Pricing varies according to cutting depth and manufacturer, but generally falls between $15,000 and $22,000.
- Spartan Equipment 18" depth wheel skid steer rock saw, requires 31-33 GPM, solid hardened steel wheels, greasable manifold pins, secluded greased zerks, price range: $17,200 to $17,700
- Spartan Equipment 24" depth wheel skid steer rock saw, requires 35-39 GPM, standard electro-hydraulic controls, depth controls, and side-shift, price range: $19,200 to $19,800
- Bradco 18" skid steer rock saw, requires 22-44 GPM, 2.5" cut, solid hardened steel wheels, greasable manifold pins, secluded greased zerks, price range: $18,500 to $19,500
- Bradco 24" skid steer rock saw, requires 22-44 GPM, standard electro-hydraulic controls, depth controls, and side-shift, 2.5" general purpose set pick, steel planetary drive delivers high torque, price range: $20,000 to $21,000
Protect your investment with a set maintenance schedule. Keep moving parts lubricated and remember that the wheel saw's teeth should spin freely. When not in use, protect the attachment from the elements and store it above ground.

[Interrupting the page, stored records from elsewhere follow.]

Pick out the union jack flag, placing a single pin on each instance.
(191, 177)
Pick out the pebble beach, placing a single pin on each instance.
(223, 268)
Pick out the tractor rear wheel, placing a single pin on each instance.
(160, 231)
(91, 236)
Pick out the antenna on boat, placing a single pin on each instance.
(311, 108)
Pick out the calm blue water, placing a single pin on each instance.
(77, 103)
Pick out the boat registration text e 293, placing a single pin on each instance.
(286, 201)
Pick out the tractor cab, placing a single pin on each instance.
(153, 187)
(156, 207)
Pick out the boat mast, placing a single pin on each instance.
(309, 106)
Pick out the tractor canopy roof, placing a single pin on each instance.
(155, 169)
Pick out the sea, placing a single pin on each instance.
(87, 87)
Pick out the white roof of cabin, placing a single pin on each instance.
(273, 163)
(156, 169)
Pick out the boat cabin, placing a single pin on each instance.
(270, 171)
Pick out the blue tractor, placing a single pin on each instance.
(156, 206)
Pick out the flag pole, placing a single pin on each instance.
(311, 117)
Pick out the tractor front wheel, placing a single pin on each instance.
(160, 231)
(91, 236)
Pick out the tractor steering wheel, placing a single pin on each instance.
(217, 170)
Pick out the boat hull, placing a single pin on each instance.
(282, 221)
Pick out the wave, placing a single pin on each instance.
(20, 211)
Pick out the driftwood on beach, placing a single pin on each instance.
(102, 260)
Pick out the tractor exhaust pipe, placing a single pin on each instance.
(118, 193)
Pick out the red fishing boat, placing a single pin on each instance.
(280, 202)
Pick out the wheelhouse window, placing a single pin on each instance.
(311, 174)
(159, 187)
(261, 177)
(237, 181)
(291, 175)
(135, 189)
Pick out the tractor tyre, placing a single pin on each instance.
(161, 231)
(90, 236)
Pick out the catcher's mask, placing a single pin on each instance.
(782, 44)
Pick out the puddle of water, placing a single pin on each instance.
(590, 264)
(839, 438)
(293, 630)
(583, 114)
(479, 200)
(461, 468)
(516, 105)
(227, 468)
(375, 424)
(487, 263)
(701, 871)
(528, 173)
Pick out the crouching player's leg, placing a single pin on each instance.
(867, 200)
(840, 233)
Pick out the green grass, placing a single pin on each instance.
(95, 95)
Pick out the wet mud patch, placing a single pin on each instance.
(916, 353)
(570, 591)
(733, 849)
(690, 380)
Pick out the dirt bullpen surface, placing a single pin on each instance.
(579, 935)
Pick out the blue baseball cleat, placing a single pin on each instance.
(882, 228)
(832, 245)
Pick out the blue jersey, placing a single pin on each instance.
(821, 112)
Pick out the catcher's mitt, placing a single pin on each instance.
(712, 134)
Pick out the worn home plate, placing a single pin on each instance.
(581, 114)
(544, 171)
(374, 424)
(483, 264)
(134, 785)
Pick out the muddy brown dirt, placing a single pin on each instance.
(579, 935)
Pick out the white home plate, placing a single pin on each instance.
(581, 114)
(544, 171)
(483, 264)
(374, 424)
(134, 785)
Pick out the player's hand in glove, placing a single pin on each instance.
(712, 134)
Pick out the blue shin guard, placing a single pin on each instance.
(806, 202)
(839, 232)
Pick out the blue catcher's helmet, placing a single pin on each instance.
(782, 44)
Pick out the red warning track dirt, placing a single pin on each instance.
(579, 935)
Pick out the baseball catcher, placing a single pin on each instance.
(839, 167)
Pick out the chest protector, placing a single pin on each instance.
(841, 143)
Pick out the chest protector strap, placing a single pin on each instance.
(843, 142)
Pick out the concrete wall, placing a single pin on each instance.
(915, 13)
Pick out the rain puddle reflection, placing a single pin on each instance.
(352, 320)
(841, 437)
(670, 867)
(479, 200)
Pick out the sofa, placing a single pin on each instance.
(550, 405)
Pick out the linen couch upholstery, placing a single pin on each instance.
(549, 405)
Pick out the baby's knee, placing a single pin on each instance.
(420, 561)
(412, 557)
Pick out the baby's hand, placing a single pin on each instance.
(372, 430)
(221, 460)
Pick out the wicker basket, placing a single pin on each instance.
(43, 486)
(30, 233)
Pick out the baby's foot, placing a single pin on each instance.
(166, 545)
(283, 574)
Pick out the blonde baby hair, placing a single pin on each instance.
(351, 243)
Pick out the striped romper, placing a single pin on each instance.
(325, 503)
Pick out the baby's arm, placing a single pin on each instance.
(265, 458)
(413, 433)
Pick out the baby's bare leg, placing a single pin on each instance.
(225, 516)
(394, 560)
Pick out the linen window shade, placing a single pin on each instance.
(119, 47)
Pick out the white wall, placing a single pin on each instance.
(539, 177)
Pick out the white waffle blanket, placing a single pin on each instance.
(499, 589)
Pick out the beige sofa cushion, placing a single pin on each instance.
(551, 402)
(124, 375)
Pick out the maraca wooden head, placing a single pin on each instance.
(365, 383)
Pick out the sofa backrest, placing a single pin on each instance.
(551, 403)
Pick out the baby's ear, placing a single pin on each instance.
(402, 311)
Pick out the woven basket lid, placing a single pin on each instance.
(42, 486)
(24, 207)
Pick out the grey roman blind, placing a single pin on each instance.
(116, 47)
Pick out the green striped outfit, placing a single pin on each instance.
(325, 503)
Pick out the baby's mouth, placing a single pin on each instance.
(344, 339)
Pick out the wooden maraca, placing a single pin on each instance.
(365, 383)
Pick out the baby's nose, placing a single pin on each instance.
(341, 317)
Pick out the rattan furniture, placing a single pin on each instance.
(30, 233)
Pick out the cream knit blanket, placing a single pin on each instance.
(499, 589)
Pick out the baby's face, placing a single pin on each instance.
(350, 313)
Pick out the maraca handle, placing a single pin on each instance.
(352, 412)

How to Choose the Right Rock Saw Attachment
To ensure you get the right attachment for your needs, consider your application. How deep and wide do you need to trench? What are cutting through? Answering these questions helps ensure you get the skid steer loader rock saw attachment that best handles your needs. You also improve productivity by purchasing equipment with the power necessary to do the job right in one pass.
Rock saws also have varying cut speeds, with some capable of cutting through 15' per minute. For longer trenches, you want faster cutting speeds, particularly if productivity is a concern.
A single circuit saw uses three hoses to handle hydraulic function, meaning you likely need a separate control box to operate the rock saw. Dual circuit models typically include both the control box and hoses needed for operation, although you may need to purchase couplers and adapters.
Of course, no matter how great the attachment is, if your loader doesn't meet its minimum requirements, you'll never experience its full capabilities. Rock saws need a high-flow loader, meaning at least 30 to 40 gpm. Look carefully at the specs for both the attachment and your skid steer to ensure compatibility.
Finally, you may want to add a dust control kit to your loader, which not only protects the machine from dust and debris, it also helps keep the saw's teeth lubricated, extending the lifespan of both pieces of equipment.
A rock saw attachment carries a hefty price tag. But, it also provides accurate, precise cutting, increasing productivity and profitability.